Around the middle of the century, sentimentalism set "untouched" nature against (courtly) civilization, as in the works of Jean Jacques Rousseau.
In addition, Samuel Richardson's sentimental epistolary novel "Pamela, or Virtue Rewarded" (1740) had great literary influence.
The sensitive style (German: empfindsamer Stil) of music, developed in Germany, aimed to express "true and natural" feelings, in contrast to the baroque.
The origin of sentimentalism in this context was chiefly religious, with the emotionally coloured keyboard music and lieder of Carl Philipp Emmanuel Bach being typical examples.
The musician and publisher Johann Christoph Bode translated Laurence Sterne's novel, A sentimental Journey Through France and Italy, into German in 1768 under the title Yoriks empfindsame Reise.

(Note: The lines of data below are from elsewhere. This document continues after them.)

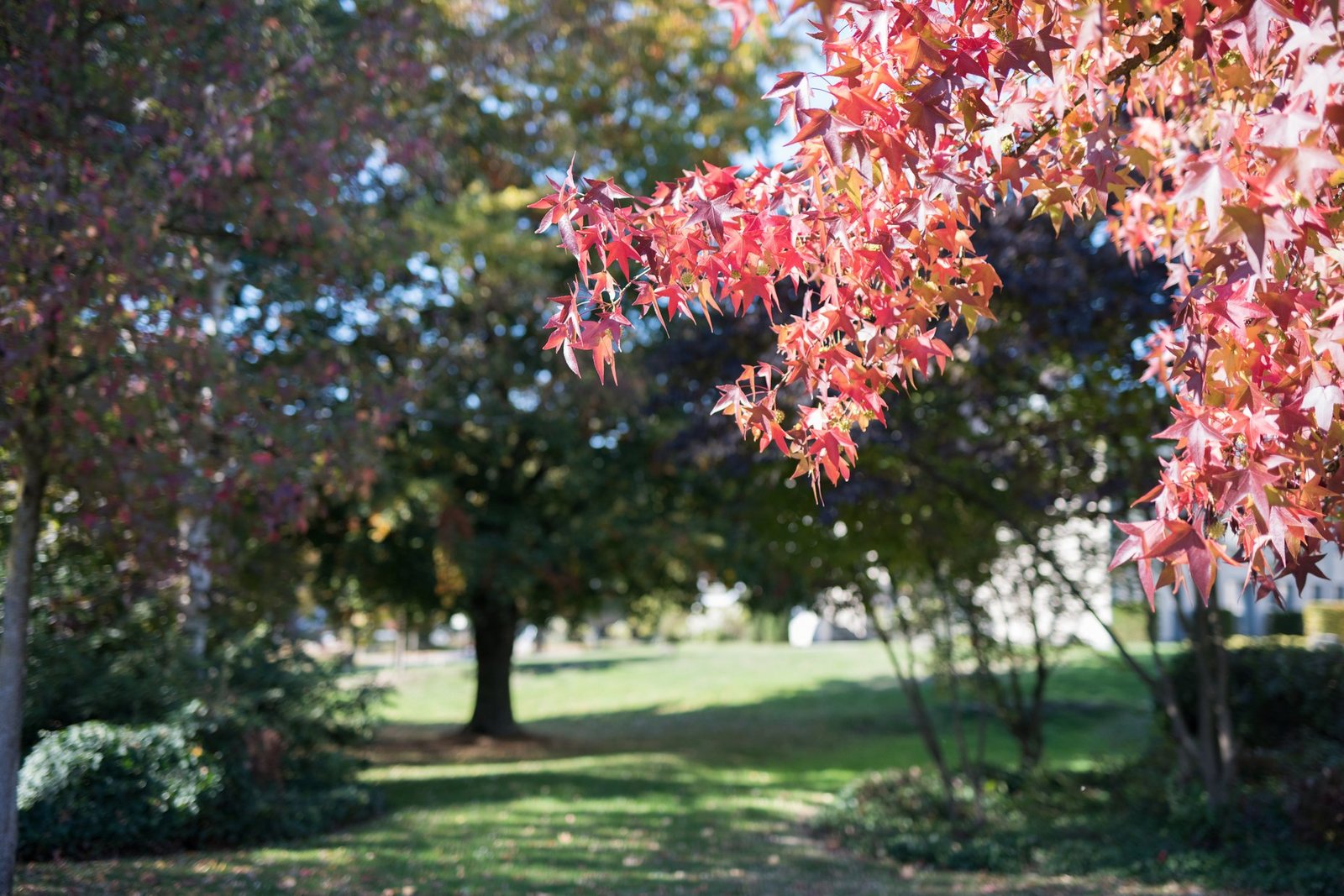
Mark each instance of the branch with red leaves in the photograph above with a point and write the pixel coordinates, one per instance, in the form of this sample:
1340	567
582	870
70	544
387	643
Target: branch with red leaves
1209	132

German poets who verged on sentimentalism were Friedrich Gottlieb Klopstock (1724–1803), Christian Fürchtegott Gellert (1715–1769) and Sophie de La Roche (1730–1807, the author of the first epistolary novel in German) and its influence may also be seen in Goethe's early work Die Leiden des jungen Werthers (1774), a high-point of Sturm und Drang.
[4] Religious sentimentalism has often been considered as inspiration for François-René de Chateaubriand and his creation of Romanticism, which was another literary genre that emerged late in the eighteenth century.
In popular literature, Empfindsamkeit was a common genre that continued into the nineteenth century, and was found in serialised novels in periodicals such as Gartenlaube.